Matilde (lascia la sedia dove era e le si avvicina sorridente): Grazie… Di che si tratta?...

Saverio si finge distratto.

Sig.na Adalgisa (suggerisce a Romilda): Pésca di beneficenza (tic).

Sig.na Romilda (consegna il foglietto a Donna Matilde): È una pesca di beneficenza... (Guarda Adalgisa che le sorride per incoraggiarla) Una festicciuola per i ragazzi della zona... Dico bene, Adalgisa?

Sig.na Adalgisa: Dici bene, Romilda (tic).

Adelina si gira per ridere.

 

Matilde (perplessa, guarda il foglietto): Ma io...

Romilda si guarda intorno con aria svanita.

Sig.na Adalgisa (la scuote con la mano e suggerisce): I parrocchiani (tic).  

Sig.na Romilda: I parrocchiani, quelli più devoti fanno...fanno… (amnesia - sguardo perso nel vuoto) fanno…

Sig.na Adalgisa (stanca): Offerte per comprare (tic).

Sig.na Romilda: Fanno offerte per comprare i doni per la pesca... Dico bene, Adalgisa?...

Sig.na Adalgisa (annuisce col capo e suggerisce): E portano dolci e bibite (tic).

Sig.na Romilda: E portano dolci e bibite per la festa.

Matilde (delusa, mette il foglietto nella tasca della vestaglia): Ah, vuje pe’ chesto site venute!?...

Sig.na Adalgisa (suggerisce all’amica): Caso pietoso (tic).

Sig.na Romilda (fraintende e guarda Saverio): Sì, è proprio un caso pietoso...

Adelina guarda la scena, divertita.

Matilde: A chi ’o ddicite!... Guardatelo!… Pare nu viecchio decrepito... (Nervosa) ’O guajo è ca nun se decide a murì.

Sig.na Romilda (sconcertata, solleva le braccia): Sia fatta la volontà di Dio!... (con le mani giunte, abbassa la testa in segno di raccoglimento e rimane così)

Sig.na Adalgisa (fa un leggero inchino col capo, stringendo al seno il libro delle preghiere): Oggi e sempre… (Suggerisce all’amica) La vecchia... (tic).

Saverio: Matì, ce l’hanno cu te...

Matilde: Qua’ vecchia!...

Adelina si allontana verso la porta della cucina per ridere.

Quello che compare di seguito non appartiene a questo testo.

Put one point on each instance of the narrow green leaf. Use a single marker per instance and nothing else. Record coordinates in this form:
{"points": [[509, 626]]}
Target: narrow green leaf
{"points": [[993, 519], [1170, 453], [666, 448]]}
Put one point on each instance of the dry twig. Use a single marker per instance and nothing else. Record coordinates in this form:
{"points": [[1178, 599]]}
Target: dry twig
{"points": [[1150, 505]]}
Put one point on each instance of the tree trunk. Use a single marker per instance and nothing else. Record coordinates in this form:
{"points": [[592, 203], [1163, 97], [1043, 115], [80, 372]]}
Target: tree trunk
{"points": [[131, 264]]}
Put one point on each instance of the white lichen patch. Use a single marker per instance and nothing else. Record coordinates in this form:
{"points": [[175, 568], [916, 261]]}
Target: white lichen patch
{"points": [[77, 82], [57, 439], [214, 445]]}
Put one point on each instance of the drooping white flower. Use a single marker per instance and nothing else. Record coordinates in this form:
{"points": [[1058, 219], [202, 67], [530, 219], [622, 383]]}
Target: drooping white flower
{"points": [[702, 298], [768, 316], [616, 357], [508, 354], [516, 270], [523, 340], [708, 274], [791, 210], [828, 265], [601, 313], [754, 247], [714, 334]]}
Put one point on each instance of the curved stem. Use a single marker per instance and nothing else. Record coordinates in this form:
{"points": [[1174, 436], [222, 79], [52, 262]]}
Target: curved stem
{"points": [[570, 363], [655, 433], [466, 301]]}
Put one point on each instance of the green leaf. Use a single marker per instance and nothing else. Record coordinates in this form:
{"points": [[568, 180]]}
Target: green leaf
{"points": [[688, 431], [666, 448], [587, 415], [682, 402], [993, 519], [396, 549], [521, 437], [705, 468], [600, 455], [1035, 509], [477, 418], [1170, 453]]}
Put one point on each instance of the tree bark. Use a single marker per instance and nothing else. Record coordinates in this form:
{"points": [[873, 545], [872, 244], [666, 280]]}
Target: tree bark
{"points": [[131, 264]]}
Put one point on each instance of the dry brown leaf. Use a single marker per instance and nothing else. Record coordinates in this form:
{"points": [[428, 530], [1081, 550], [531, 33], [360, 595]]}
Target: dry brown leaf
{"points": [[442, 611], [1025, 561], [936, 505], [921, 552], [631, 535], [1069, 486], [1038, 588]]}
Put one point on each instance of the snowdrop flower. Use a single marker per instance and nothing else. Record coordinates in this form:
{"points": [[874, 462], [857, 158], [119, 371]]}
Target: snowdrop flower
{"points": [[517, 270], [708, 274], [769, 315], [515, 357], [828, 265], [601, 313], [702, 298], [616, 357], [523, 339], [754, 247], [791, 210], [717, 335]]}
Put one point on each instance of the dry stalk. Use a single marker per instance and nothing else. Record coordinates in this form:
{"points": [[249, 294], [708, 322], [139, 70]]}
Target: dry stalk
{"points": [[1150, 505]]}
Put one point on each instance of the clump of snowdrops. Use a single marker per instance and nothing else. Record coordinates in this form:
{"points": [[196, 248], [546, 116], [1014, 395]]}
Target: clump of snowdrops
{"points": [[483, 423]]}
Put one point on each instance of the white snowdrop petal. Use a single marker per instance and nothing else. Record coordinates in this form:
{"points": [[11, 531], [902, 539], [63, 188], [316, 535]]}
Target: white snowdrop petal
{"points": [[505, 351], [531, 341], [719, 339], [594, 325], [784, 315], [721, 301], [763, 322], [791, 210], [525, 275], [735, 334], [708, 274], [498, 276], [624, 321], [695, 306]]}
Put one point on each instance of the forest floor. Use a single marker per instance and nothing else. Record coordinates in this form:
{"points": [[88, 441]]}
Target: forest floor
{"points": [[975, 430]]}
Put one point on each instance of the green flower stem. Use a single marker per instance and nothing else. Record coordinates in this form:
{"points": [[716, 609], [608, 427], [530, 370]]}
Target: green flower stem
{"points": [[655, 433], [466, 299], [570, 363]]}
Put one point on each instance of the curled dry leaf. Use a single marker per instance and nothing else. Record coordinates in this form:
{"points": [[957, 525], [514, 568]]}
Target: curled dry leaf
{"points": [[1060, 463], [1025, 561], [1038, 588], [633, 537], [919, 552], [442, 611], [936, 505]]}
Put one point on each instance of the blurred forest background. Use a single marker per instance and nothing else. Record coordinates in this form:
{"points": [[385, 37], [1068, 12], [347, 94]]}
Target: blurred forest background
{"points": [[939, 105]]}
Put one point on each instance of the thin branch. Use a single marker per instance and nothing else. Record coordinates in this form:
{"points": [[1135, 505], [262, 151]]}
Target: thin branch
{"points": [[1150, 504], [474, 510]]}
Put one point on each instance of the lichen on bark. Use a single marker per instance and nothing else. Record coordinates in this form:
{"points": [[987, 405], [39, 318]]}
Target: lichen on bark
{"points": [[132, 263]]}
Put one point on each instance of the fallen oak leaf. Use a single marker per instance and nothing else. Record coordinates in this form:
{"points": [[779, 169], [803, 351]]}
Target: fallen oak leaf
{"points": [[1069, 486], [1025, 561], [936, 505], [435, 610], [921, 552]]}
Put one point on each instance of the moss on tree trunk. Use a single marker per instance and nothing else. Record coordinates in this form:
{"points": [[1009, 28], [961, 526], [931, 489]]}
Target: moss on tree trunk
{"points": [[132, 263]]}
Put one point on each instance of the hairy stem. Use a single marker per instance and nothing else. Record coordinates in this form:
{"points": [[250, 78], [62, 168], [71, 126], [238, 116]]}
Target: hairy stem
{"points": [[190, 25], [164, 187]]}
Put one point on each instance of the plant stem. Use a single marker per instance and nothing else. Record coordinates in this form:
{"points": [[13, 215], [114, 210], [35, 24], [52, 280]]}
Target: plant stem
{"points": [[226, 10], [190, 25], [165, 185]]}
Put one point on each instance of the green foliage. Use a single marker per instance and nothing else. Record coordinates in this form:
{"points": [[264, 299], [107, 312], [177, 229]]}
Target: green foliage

Sig.na Adalgisa (scuote Romilda con una leggera gomitata e suggerisce il discorso preparato): Caso pietoso… Vecchia sola (tic).

Sig.na Romilda (solleva il capo): Sì, un caso veramente pietoso... Si tratta di una vecchia novantenne, sola e tanto povera... (amnesia - si guarda intorno con aria svanita) tanto povera… (incrocia lo sguardo di Adalgisa).

Sig.na Adalgisa (un po’ spazientita, suggerisce): Paralizzata da... (tic).

Sig.na Romilda: Paralizzata da molti anni... Dico bene, Adalgisa?

Sig.na Adalgisa: Dici bene, Romilda (tic).

Sig.na Romilda: La nostra, grazie al Signore...

Sig.na Adalgisa: sempre sia lodato...  (porta le mani giunte al mento - tic).

Romilda, smarrita, guarda l’amica.

Sig.na Adalgisa (suggerisce): Associazione di volontari... (tic).

Sig.na Romilda: La nostra è un’associazione di volontari e ci fa piacere trovare delle persone disposte a... (si guarda intorno con aria svanita) disposte a…

Saverio (a parte): a fà marcia areto.

Sig.na Adalgisa (suggerisce): a sacrificare il proprio tempo... (tic).

Sig.na Romilda (sorride a Donna Matilde): disposte a sacrificare il proprio tempo per aiutare i più bisognosi...

Saverio (a bassa voce): Séh, séh…

Matilde: E ma io nun tengo tiempo… Mò, vedite, tengo ’a fà ancora ’a spesa e po’ cucino, lavo, stiro... Arrivo ’a sera distrutta...  Io tengo na casa e nu marito ncopp’ ’e spalle!

Saverio (a parte): E già, me porta a cacecauoglio.

Sig.na Romilda: Ma a noi Don Arcangelo ha detto... È vero, Adalgisa?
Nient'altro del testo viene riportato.